Kendinizi başkalarıyla kıyaslamak kırıcı özeleştirinin diğer bir biçimidir. Başkalarına odaklanmanız nedeniyle kendi deneyiminizi göz ardı eder. Kendinizi başkalarıyla karşılaştırmanın tek olumlu nedeni şevk vermek, kendinizi başkalarının yaptığını siz de yapabilecek şekilde görmektir. Bunun dışında, dikkatinizi kırılganlık, hayal kırıklığı, üzüntü ya da engellenmişlik hissettiğiniz gerçeğinden uzaklaştırmanın bir yoludur. Kendinizi şu sıra kiminle karşılaştırıyorsunuz? Bunu kendinizi teşvik dolayısıyla mı yoksa bir tür dikkat dağıtıcı olarak mı yapıyorsunuz?

·       Başkaları karşısındaki davranış ve konuşma biçiminiz de dahil olmak üzere hayatınızın her alanında mükemmel olmaya mı çalışıyorsunuz?

Odağınız mükemmel olmaksa bu sizi kusurlu (ama son derece gerçek) şimdide yaşamaktan ve spontan, hakiki olmaktan alıkoyabilir. Bu başkalarının gözüne daha elverişli bir ışık altında görünmek için davranışlarınızı kontrol altında tutma çabasıdır. Kırılganlığınızdan ya da diğer nahoş duygulardan uzaklaşmak için mükemmeliyetçiliği kullanıyor musunuz? Mükemmeliyetçiliğiniz hangi duyguları gözden saklıyor olabilir?

·       Asıl endişe ve duygularınızdan uzaklaşmak için tek bir meseleye odaklanıyor musunuz?

Kadınların döne döne erkek arkadaşlarının kendilerini daha ilginç kadınlar için terk etmesi korkusuna kapılışını dinlerim. Bu endişe çoğunlukla kendilerini kırılgan hissettiklerinde ya da ifade ettikleri korkularla ilişkisi olmayan başka meselelerden ötürü kaygı duyduklarında öne çıkar.

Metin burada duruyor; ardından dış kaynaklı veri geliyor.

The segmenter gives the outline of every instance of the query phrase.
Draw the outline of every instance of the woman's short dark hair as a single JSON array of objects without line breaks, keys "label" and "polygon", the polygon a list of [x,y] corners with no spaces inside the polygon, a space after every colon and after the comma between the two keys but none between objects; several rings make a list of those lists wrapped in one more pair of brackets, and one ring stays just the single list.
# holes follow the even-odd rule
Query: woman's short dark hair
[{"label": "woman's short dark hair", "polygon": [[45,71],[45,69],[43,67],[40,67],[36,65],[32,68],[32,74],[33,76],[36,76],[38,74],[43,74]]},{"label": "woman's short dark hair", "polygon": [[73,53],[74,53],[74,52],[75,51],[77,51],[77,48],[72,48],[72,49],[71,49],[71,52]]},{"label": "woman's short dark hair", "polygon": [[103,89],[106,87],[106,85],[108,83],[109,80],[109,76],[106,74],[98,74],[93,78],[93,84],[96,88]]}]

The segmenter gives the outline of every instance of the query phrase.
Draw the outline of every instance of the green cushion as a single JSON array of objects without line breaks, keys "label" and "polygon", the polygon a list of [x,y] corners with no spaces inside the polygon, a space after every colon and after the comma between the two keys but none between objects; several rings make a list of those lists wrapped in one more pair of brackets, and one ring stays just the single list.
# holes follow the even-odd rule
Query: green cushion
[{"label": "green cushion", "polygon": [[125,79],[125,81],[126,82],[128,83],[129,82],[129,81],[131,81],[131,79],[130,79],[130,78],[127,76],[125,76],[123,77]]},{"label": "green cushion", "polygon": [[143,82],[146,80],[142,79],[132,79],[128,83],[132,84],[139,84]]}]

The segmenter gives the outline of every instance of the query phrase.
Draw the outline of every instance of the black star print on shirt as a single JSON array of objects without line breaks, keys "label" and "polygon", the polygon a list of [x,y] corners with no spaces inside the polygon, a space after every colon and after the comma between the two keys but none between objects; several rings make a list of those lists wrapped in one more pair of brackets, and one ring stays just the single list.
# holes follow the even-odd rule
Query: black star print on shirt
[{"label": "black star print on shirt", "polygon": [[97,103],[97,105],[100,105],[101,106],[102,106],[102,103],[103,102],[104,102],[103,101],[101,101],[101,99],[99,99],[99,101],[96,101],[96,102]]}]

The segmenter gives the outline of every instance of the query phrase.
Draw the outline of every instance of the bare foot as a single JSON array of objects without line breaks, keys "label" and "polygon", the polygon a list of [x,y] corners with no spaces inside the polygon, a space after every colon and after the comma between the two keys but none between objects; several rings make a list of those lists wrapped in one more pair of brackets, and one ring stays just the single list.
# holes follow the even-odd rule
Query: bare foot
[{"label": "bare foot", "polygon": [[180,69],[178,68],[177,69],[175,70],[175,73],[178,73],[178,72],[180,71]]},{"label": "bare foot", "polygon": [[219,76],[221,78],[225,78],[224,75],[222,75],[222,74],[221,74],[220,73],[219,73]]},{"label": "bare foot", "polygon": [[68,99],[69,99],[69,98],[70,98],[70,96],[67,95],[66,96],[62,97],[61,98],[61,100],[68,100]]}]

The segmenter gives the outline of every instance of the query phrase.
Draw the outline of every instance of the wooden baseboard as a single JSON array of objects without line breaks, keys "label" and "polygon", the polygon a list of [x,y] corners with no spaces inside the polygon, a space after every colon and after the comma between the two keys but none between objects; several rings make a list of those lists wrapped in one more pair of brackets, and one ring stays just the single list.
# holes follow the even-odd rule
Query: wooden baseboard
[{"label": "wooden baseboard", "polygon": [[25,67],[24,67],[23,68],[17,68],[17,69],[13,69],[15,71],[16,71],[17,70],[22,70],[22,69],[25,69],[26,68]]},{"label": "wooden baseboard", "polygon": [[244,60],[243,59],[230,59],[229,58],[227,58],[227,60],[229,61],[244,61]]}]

Ne zaman nahoş duygularla yüzleşseniz -yaşamakta olduğunuz şeyle hiçbir ilgisi olmasa bile- sinsice baş gösterip içinizi kemiren bir korku var mı?

·       Dikkatinizi duygudan almak için ilgisiz ayrıntılara fazlasıyla kapılıyor musunuz?

Belirli bir meseleye odaklanmak yerine herhangi bir durumda önemsiz ayrıntılara kendinizi kaptırarak dikkatinizi hayatınızda gerçekten bir önemi olan konudan uzaklaştırıyor olabilirsiniz. İnce eleyip sık dokuyumak analizlere dalıp hiç harekete geçmemenize yol açarak sizi felce uğratabilir. Bu zaman zaman düştüğünüz dikkat dağıtıcı bir tuzak mı?

·        Yaşadığınız andaki duygusal deneyiminizden uzaklaşmak için geçmiş ya da geleceğe odaklanmaya başvuruyor musunuz?

 

Bazıları olayları durmadan kafalarında evirip çevirerek geçmişte yaşar; bazıları yaşamakta olduklarından uzaklaşmak için beklentilere ve gelecekte yaşamaya sığınır, kimileri de duygusal rahatsızlıkla baş etmek için planlama ve organizasyona başvurur. Tracie gelecekte yaşayabileceği hayal kırıklıklarına hazırlanmak, bunların üstesinden gelebilmek için kafasında sayısız senaryo üretiyordu; sonuç, kırılganlığına açıklıktan, dolayısıyla incinebileceğinin kabulünden yoksun, artan bir kaygı idi. Siz hiç olayların mevcut gerçekliğinden kaçınmak için bunların geçmişi ya da geleceğinde yaşamaya kalkıştınız mı?